30.9.09

Pirilampos e goludices



Quando for grande quero ser criança.
Quero fazer uma birra à porta de casa. Quero juntar pirilampos numa caixa de fósforos para o caso de não haver electricidade. Quero que os tios dos primos dos maridos das minhas avós, alguns de risca do cabelo na orelha, alguns de bigode, alguns de boquilha, olhem para mim com um olhar surdo e perguntem "Que idade tens tu já?". Quero rapar o tacho do arroz doce com o indicador vagaroso. Quero mostrar às meninas lá da escola que já sei fazer nós nos cordeis das sapatilhas. Quero apoiar a abolição permanente da sopa às refeições, substituindo-a por arroz doce. Quero que falte a luz para eu libertar os pirilampos, introduzindo na escuridão uma fosforescência salvadora. Quero que os tios dos primos dos maridos das minhas avós, alguns de risca do cabelo na orelha, alguns de bigode, alguns de boquilha, arregalem os olhos quando eu disser que já tenho quase 7 anos e meio. Quero esperar meia hora na fila do baloiço, só para me balançar nele por 10 segundos. Quero irritar o meu pai de propósito, num dia de peixe cozido ao jantar, só para que ele me diga "Vais para a cama sem comer".Quero fazer as pazes com ele com um medo terrível que me proíba também de comer a sobremesa.

28.9.09



Toda a vida é um sonho. Ninguém sabe o que faz, ninguém sabe o que sabe. Dormimos a vida, eternas crianças do Destino. Por isso sinto, se penso com esta sensação, uma ternura informe por toda a humanidade infantil, por toda a vida social dormente, por todos, por tudo.

Livro do Desassossego

21.9.09


Vem quase nua, rasgada de dor. Traz uma cruz de sangue no peito. Sem poder mais carregar o corpo, cai de joelhos no chão. Arranca do chão um pedaço de terra seca, seca como as suas lágrimas, seca como o seu coração. Enfia-a na boca, como se se empanturrasse do algo que lhe falta no estômago. Grita, com toda a sua voz e com todas aquelas que não lhe pertencem, um grito mudo. .. Está só?

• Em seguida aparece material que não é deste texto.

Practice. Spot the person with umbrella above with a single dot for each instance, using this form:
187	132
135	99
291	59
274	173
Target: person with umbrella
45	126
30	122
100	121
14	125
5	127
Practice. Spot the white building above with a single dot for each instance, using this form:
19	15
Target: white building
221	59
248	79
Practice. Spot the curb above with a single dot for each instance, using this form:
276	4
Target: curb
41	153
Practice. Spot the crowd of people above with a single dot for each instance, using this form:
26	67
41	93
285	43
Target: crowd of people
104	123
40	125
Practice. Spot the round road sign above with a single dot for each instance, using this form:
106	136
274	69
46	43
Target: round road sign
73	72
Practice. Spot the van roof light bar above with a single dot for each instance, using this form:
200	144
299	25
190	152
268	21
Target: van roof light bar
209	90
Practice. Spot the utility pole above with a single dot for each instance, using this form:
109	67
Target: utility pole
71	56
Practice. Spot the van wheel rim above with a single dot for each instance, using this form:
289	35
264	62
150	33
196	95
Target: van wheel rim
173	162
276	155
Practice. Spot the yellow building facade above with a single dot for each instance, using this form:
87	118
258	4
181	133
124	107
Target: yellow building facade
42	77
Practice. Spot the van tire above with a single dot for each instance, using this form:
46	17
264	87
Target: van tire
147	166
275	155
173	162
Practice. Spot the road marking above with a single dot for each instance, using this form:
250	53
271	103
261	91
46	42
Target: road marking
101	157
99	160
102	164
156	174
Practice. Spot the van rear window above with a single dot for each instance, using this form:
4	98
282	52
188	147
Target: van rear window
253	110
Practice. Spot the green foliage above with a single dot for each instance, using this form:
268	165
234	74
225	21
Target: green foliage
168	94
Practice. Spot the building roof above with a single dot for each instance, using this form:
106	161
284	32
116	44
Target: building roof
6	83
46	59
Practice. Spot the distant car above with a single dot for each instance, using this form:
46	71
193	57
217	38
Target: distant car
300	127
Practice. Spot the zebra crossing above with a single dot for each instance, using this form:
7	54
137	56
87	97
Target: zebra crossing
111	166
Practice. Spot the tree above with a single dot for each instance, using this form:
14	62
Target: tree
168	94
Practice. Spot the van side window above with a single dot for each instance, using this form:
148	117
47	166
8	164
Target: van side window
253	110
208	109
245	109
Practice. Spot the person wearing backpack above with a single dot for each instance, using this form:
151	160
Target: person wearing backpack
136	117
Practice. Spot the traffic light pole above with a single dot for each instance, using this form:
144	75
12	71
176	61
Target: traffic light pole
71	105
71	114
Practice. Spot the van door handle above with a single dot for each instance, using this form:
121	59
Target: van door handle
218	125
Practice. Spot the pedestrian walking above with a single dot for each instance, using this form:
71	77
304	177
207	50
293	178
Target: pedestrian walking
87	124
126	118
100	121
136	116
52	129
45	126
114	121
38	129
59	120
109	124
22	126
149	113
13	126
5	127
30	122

Há mulheres que lutam todos os dias.

8.9.09

O fado nosso de cada dia


Chiu...Está a dar música no meu peito. Ouço o seu eco na minha mente semi-vaga. O silêncio é a minha inspiração. O escuro, a minha pauta. Sou a maestrina e marco o compasso vigorosamente dando sacudidelas no ar pesado. Entram agora os violoncelos que choram notas graves. O piano repete a melodia de base éne vezes à medida que os dedos finos e compridos deslizam pelo preto e branco.
Estão a tocar-te, ouves?. O contrabaixo marca os teus passos, os violinos desenham os teus cabelos. Ah, o clarinete...os teus olhos-de-avelã. O flautim guincha pelos teus lábios doces (eu decorei-lhes o sabor) e tudo se cala quando chega a tua voz de solista.
És a mais bela das óperas. Ou serás fado? És fado. Posso acompanhar-te? Prometo ser afinada. Dá-me um lá. Dá-me a mão. E agora silêncio que se vai cantar o fado.